Wspólne śniadania i wspólne oglądanie telewizji wieczorem. Weekendowe zakupy albo wyjazdy do gorących źródeł. Nic w tym życiu nie było nadzwyczajnego. Tego właśnie chcieli. I tego mu najbardziej brakuje.
Wysadził żonę przed budynkiem Banku Shichijū Shichi w Onagawie, w którym pracowała na pół etatu.
– Co chcesz na obiad? – zapytała. Yasuo skrzywił się lekko. – Tylko nie mów, że ci wszystko jedno! – Yuko zbyt dobrze znała tę minę. Ale Yasuo lubił, kiedy to ona podejmowała decyzję. Wykręcił się od odpowiedzi, pomachał na do widzenia i odjechał do domu.
Ziemia zatrzęsła się o 14.46. Inaczej niż zwykle. Zamiast ruszać się w prawo i lewo gwałtowanie podskoczyła. Zamiast trzydzieści sekund wszystko trwało prawie sześć minut. Choć ludzie, którzy chowali się pod biurkami i słuchali, jak z półek spadają książki, dokumenty, szklanki, talerze, a w końcu, aż same półki walą się na ziemię – myśleli, że trzęsienie nigdy się nie skończy.
O 14.50, kiedy pracownicy Banku Shichijū Shichi w Onagawie podnosili się z kolan i zaczynali zbierać rozsypane dokumenty, usłyszeli syreny, które ostrzegały przed tsunami. W drzwiach pojawił się dyrektor, wracał ze spotkania.
– Wszyscy na dach! Widziałem cofające się morze.

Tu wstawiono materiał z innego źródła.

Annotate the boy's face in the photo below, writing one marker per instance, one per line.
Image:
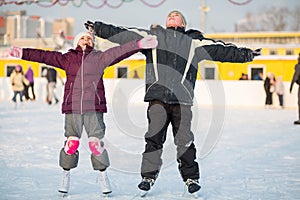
(85, 40)
(174, 20)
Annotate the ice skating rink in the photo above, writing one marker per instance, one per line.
(243, 152)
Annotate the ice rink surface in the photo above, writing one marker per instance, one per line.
(243, 152)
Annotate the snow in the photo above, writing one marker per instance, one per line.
(243, 152)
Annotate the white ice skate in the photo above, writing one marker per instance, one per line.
(104, 183)
(65, 182)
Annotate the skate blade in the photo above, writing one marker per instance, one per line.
(143, 193)
(190, 195)
(63, 195)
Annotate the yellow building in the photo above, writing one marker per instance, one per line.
(279, 55)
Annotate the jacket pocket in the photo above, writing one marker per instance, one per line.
(69, 93)
(96, 92)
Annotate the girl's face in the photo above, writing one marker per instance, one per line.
(85, 40)
(174, 20)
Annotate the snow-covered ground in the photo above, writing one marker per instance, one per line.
(244, 153)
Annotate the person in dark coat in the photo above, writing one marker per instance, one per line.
(296, 79)
(52, 75)
(30, 77)
(84, 97)
(269, 86)
(171, 71)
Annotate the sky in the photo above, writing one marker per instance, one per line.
(221, 17)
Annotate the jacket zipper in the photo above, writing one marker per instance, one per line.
(82, 90)
(95, 87)
(71, 85)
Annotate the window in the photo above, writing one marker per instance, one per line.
(122, 72)
(9, 69)
(256, 72)
(208, 70)
(273, 52)
(209, 73)
(289, 52)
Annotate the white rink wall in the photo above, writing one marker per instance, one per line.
(229, 93)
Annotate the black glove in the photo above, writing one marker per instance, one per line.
(89, 26)
(256, 52)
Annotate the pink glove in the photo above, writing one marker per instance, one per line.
(148, 42)
(16, 52)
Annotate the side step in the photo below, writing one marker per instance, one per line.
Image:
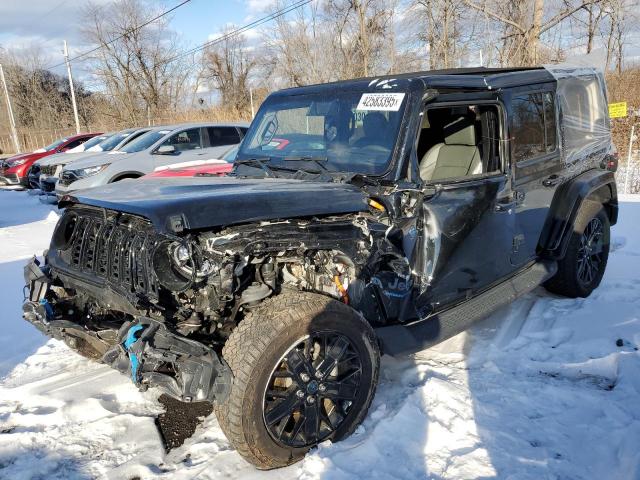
(422, 334)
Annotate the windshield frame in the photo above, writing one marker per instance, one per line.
(55, 145)
(327, 92)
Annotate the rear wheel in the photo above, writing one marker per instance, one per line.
(305, 370)
(581, 270)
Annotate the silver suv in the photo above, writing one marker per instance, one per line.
(51, 167)
(160, 146)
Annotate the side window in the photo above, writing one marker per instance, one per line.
(459, 142)
(550, 122)
(533, 125)
(75, 143)
(185, 140)
(220, 136)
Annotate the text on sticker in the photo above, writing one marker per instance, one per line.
(389, 102)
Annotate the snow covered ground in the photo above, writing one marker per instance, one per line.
(540, 390)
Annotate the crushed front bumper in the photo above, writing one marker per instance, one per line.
(144, 348)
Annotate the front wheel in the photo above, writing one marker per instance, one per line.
(305, 370)
(582, 268)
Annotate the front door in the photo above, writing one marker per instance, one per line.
(538, 169)
(468, 223)
(187, 146)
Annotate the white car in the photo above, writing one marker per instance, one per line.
(158, 147)
(50, 168)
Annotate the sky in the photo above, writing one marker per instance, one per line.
(46, 23)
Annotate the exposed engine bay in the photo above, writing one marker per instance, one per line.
(108, 273)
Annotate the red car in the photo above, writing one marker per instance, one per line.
(199, 168)
(15, 170)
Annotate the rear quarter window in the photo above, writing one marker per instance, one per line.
(533, 125)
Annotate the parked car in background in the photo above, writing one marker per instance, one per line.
(402, 210)
(15, 170)
(34, 172)
(198, 168)
(51, 167)
(159, 147)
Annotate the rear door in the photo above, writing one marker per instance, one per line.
(535, 155)
(187, 144)
(468, 220)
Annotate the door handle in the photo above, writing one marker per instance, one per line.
(552, 180)
(505, 204)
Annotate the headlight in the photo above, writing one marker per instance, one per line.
(183, 259)
(173, 263)
(90, 171)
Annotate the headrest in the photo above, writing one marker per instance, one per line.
(460, 132)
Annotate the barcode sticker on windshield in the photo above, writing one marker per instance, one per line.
(387, 102)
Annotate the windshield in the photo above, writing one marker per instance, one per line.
(353, 131)
(145, 141)
(113, 141)
(92, 142)
(54, 145)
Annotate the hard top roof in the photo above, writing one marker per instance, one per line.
(480, 77)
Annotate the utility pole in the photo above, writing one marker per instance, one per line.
(253, 113)
(73, 92)
(12, 120)
(626, 177)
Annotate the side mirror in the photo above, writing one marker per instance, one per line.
(166, 150)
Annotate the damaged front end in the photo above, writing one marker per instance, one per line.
(142, 348)
(160, 307)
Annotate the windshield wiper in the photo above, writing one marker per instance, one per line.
(320, 161)
(262, 163)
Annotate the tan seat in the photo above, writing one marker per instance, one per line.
(458, 156)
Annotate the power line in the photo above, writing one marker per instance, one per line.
(238, 31)
(272, 16)
(131, 30)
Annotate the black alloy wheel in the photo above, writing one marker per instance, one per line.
(590, 252)
(312, 389)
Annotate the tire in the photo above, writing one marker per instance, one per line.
(272, 335)
(572, 279)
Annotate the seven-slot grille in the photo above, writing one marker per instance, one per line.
(118, 252)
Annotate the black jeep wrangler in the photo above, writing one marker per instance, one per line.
(364, 217)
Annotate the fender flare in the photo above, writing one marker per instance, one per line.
(597, 185)
(128, 174)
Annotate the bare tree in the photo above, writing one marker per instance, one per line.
(363, 27)
(295, 49)
(442, 30)
(136, 65)
(524, 22)
(228, 65)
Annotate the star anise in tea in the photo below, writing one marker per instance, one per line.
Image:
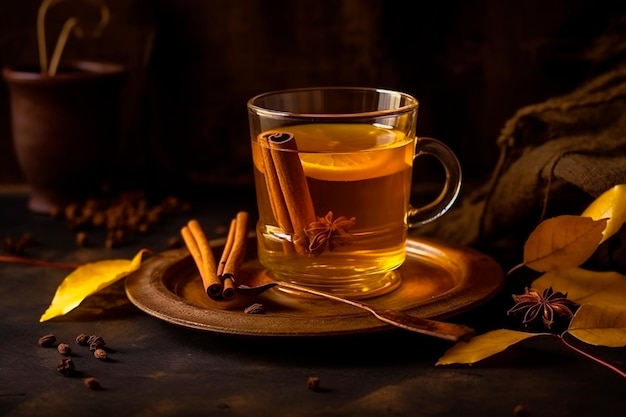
(329, 233)
(549, 306)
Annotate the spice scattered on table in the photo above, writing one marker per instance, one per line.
(82, 339)
(122, 216)
(47, 340)
(66, 367)
(313, 383)
(100, 354)
(64, 349)
(92, 383)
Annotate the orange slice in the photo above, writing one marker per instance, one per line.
(351, 166)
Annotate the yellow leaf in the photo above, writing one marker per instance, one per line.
(562, 242)
(86, 280)
(600, 325)
(586, 287)
(483, 346)
(609, 205)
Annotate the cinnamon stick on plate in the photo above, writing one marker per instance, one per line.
(198, 245)
(288, 188)
(234, 253)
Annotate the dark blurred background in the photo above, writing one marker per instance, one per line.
(195, 63)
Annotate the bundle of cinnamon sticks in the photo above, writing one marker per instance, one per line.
(218, 279)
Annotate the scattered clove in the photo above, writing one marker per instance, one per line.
(82, 339)
(100, 354)
(47, 340)
(66, 367)
(313, 383)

Ćwiczyli to wcześniej. Raz do roku powtarzali sobie zasady ewakuacji. Dach dwupiętrowego budynku na wysokości dziesięciu metrów nad poziomem morza został wyznaczony jako miejsce schronienia. Szybkim krokiem weszli po schodach na górę. Tylko jedna kobieta chwyciła torebkę i kluczyki od samochodu. Zamiast na schody pobiegła do drzwi.
– Jadę po moje dziecko!
Nikt jej nie zatrzymywał. Po całym mieście niósł się komunikat: „Zbliża się tsunami. Proszę ewakuować się na wyższe tereny. Zbliża się tsunami. Proszę się ewakuować. Zbliża się tsunami. Będzie miało sześć metrów wysokości. Proszę się ewakuować”.

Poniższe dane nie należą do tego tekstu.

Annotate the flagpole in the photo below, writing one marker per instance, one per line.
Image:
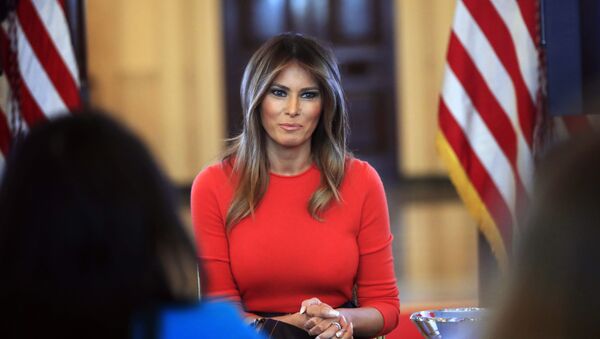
(75, 12)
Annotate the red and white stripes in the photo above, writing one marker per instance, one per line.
(45, 80)
(488, 112)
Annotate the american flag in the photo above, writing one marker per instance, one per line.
(488, 112)
(40, 78)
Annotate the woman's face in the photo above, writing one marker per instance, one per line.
(291, 108)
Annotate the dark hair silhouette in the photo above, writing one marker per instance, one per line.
(554, 291)
(88, 232)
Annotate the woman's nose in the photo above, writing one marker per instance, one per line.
(293, 106)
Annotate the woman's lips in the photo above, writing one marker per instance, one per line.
(290, 127)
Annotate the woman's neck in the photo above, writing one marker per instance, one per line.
(289, 161)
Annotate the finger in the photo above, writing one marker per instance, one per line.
(322, 310)
(312, 322)
(346, 331)
(319, 327)
(308, 302)
(325, 329)
(329, 332)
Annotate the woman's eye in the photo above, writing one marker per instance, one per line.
(310, 95)
(278, 93)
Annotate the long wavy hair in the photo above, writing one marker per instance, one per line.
(247, 152)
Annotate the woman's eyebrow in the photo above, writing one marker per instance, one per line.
(314, 88)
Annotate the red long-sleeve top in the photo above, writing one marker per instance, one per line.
(281, 256)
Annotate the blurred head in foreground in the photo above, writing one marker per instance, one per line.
(554, 291)
(88, 232)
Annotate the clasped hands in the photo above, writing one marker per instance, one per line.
(324, 321)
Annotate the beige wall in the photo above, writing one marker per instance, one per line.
(159, 66)
(422, 33)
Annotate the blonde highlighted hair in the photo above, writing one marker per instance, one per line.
(247, 152)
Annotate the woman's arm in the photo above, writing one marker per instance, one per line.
(377, 290)
(216, 278)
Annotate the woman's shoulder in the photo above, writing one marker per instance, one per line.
(356, 168)
(215, 172)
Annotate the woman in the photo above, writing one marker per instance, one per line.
(90, 236)
(554, 290)
(289, 222)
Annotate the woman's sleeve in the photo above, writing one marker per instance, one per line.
(211, 237)
(376, 281)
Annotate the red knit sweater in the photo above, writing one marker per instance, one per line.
(281, 256)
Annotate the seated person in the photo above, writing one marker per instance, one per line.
(90, 237)
(553, 293)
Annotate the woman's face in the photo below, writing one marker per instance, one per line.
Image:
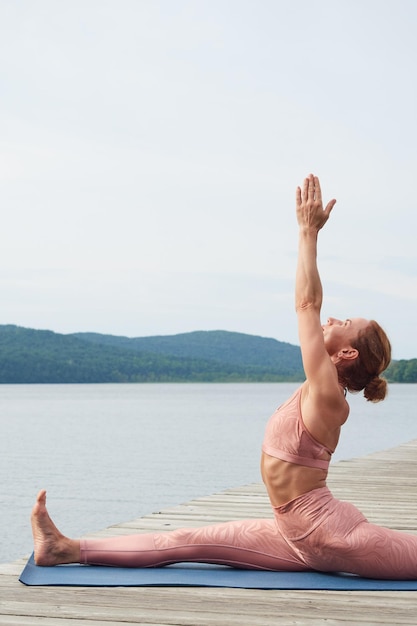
(339, 334)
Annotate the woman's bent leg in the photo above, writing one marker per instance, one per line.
(376, 552)
(246, 544)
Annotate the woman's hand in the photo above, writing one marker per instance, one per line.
(309, 205)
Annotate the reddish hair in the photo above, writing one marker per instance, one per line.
(374, 356)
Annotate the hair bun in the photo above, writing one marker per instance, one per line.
(376, 389)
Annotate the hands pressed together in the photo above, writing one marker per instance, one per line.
(309, 205)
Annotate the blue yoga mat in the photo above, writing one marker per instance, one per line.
(201, 575)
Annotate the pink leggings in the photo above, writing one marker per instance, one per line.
(313, 532)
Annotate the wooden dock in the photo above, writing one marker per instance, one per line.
(382, 485)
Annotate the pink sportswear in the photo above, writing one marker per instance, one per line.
(315, 531)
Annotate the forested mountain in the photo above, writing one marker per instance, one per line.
(41, 356)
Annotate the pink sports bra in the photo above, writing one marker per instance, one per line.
(287, 438)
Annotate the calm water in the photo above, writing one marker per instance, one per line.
(111, 453)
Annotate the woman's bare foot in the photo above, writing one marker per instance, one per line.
(50, 546)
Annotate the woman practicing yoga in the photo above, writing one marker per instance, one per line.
(310, 529)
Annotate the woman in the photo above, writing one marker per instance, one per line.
(310, 529)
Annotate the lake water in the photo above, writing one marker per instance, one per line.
(111, 453)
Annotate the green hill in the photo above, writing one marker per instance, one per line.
(42, 356)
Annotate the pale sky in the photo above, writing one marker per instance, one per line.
(150, 151)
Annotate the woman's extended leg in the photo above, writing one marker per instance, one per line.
(50, 545)
(249, 544)
(246, 544)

Pracownicy banku z dachu widzieli odsłoniętą plażę i przewrócone na bok kutry rybackie, spod których uciekło morze. Budynek banku oddalony był tylko o sto metrów od brzegu. Kilkaset metrów dalej, na wzgórzu, stał szpital miejski. Stromy podjazd, parking z widokiem na morze, budynek przytulony do zbocza góry Horikiri. Miejsce ewakuacji wyznaczone przez lokalne władze. Zastanawiali się, czy nie przejść tych kilku przecznic. To tylko trzy minuty. Ale tsunami miało mieć sześć metrów. Woda sięgnie ledwie drugiego piętra, nie zaleje dachu. Yuko stała obok Emi i powtarzała jej, że wszystko będzie dobrze. Wyjęła telefon i wysłała mężowi wiadomość: „Czy jesteś bezpieczny? Chcę już być w domu”.
Po trzęsieniu ziemi niebo zasnuło się niskimi, skłębionymi chmurami. Szarość. Jakby coś wyssało z Onagawy całe światło. Zaczął padać śnieg. Mężczyźni wrócili na dół po płaszcze. A potem z dachu patrzyli, jak w oddali powierzchnia oceanu się nadyma. Wybrzusza. I zaczyna gnać w stronę brzegu.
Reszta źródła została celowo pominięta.